Partnering with Keystone Health to Support Migrant Workers
Students in Dickinson’s Spanish Club recently raised $865 to help provide health care to migrant and seasonal farm workers across Pennsylvania. Partnering with Keystone Health, which provides health services to migrant agricultural workers, the students sold raffle tickets over a two-week period to raise funds for the local nonprofit.
The partnership with Keystone grew out of a service-learning program undertaken by students in Spanish lecturer Asuncion Arnedo-Aldrich’s Spanish for the Health Professions course. In recent years, students in the class have worked closely with Keystone to provide interpreters to assist patients at clinics, migrant camps and dental clinics.
“As part of our class, we read ‘Fresh Fruit, Broken Bodies: Migrant Farmworkers in the United States’ by Dr. Seth Holmes, and the irony presented by the book was that the workers for whom we interpreted were picking fresh fruits and vegetables that we eat to stay healthy, but the workers sometimes have difficulty meeting very basic, primary care needs,” explains Ryan Murphy ’20 (biochemistry & molecular biology), president of the Spanish Club.
Seeing the community’s health care needs firsthand inspired the students to take further action. “Students have seen the hardworking laborers at the apple orchard camps. They have seen their health needs when health professionals do outreach to assess their health,” says Arnedo-Aldrich.

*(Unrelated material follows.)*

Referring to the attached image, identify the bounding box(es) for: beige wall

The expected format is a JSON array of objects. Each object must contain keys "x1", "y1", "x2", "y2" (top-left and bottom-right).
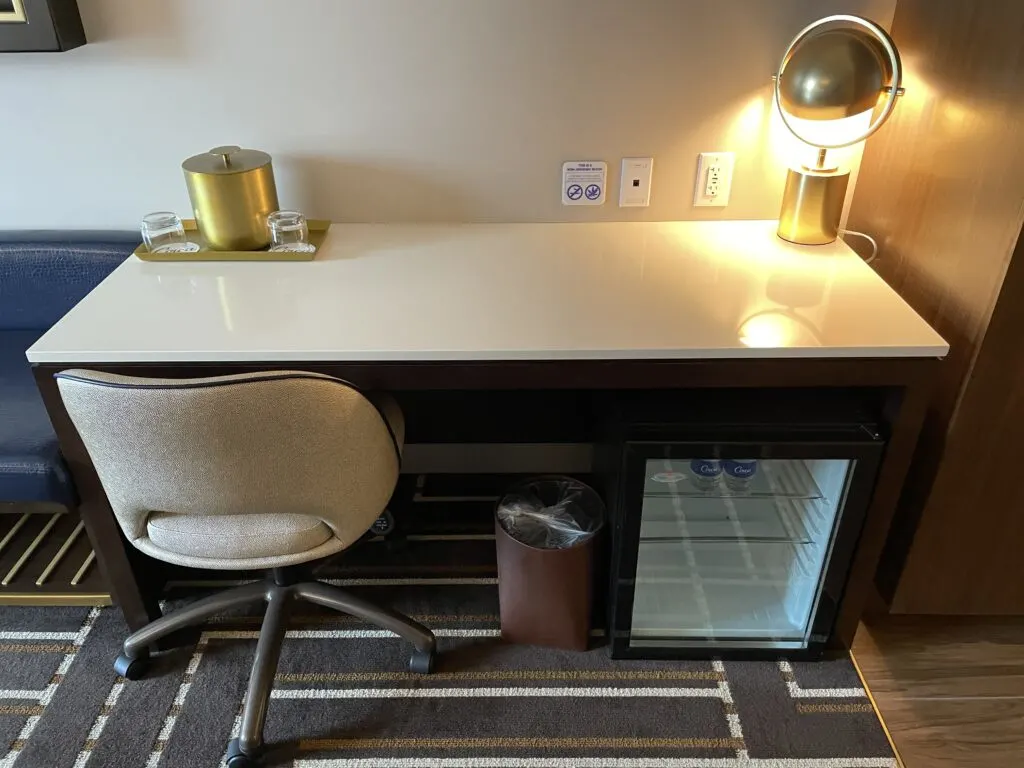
[{"x1": 0, "y1": 0, "x2": 895, "y2": 228}]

The project also spurred a local alumnus to get involved. Louis Ciampi ’85, president of Independent Graphics, donated the raffle tickets. The students also earned a grant from the Partnership for Better Health to distribute healthy packages to workers, which contained over-the-counter medications and personal hygiene items.
“After seeing how successful this new idea was, we definitely want to continue it in the future,” says Natalie Suess ’20 (quantitative economics), treasurer of the Spanish Club. “Even though [Ryan and I] are graduating, this might encourage the new officers to do it.”